Given the future we’re all hurtling towards, in which AI-generated images and video will be impossible to tell from the real thing, even the most logical among us might never be satisfied by hard evidence again.

GLOBAL NEWS

Arguably, the only suspense related to the Russian elections is whether Yulia Navalnaya will be able to carry forward her husband’s legacy. Though President Vladimir Putin is assured of victory this weekend, he remains deeply wary of the threat represented by Navalny’s movement. Last week, Navalnaya echoed her husband’s call for Russians to protest by turning out en masse to vote at noon on March 17, the last day of the unprecedented three-day process. As Russia intensifies its crackdown on dissidents, turning out at the appointed hour would itself be considered, Navalnya suggested, an act of civil disobedience. It would serve as evidence that opposition to Putin — Russia’s longest-serving leader since Stalin — remains viable, even as he prepares to extend his rule up to 2036. 

If Putin is a shoo-in to be re-elected as president over the weekend, Narendra Modi is only marginally less likely to be re-elected prime minister of India after elections anticipated to be held in May. But the Indian government remains sensitive to narratives around Modi’s perceived authoritarian streak. Last week, it warned Big Tech to prevent artificial intelligence products from “threaten[ing] the integrity of the electoral process.” It was likely a response to the headlines created when Google’s newly launched Gemini tool responded equivocally to the question: “Is Narendra Modi a fascist?”

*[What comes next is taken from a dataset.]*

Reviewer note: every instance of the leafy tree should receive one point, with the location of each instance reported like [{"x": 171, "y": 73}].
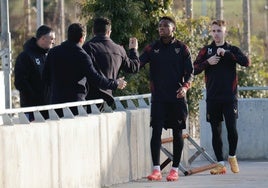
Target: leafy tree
[{"x": 140, "y": 18}]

In wartime, can literature bridge divides? And can writers, as PEN America tweeted, “help guide the rest of us across that bridge?” Staff resigned en masse after Guernica, an online magazine, published a personal essay by an Israeli writer that the magazine’s co-publisher deemed to be a “hand-wringing apologia for Zionism and the ongoing genocide in Palestine.” Guernica eventually took the story down. But even in wartime, surely the sophisticated, often privileged readers of a magazine like Guernica can be trusted to both abhor the loss of life in Gaza and read the words of an Israeli writer struggling with her conscience.

WHAT WE’RE READING

  • Meduza, an independent Russian news website produced in exile in Latvia, anticipates that the Russian presidential elections might prompt authorities to fully restrict access to the internet. Millions of Meduza’s readers, the site says, live in Russia. Since Navalny’s death, independent news sites have faced a barrage of cyberattacks. In response, Meduza has prepared an “SOS newsletter” it can send to readers via email, which is harder to shut off.
  • In the “college of today,” argues William Deresiewicz, a writer and former faculty member at Yale University, “[y]ou start with theories and impose them on texts.” It means that the students, still overwhelmingly drawn from the “top 20% of the income distribution,” who become journalists learn to “have faith in expertise, to speak its language and accept its values.” The result in journalism, he writes, is an increasing disconnect with readers and a tendency towards activism rather than skepticism.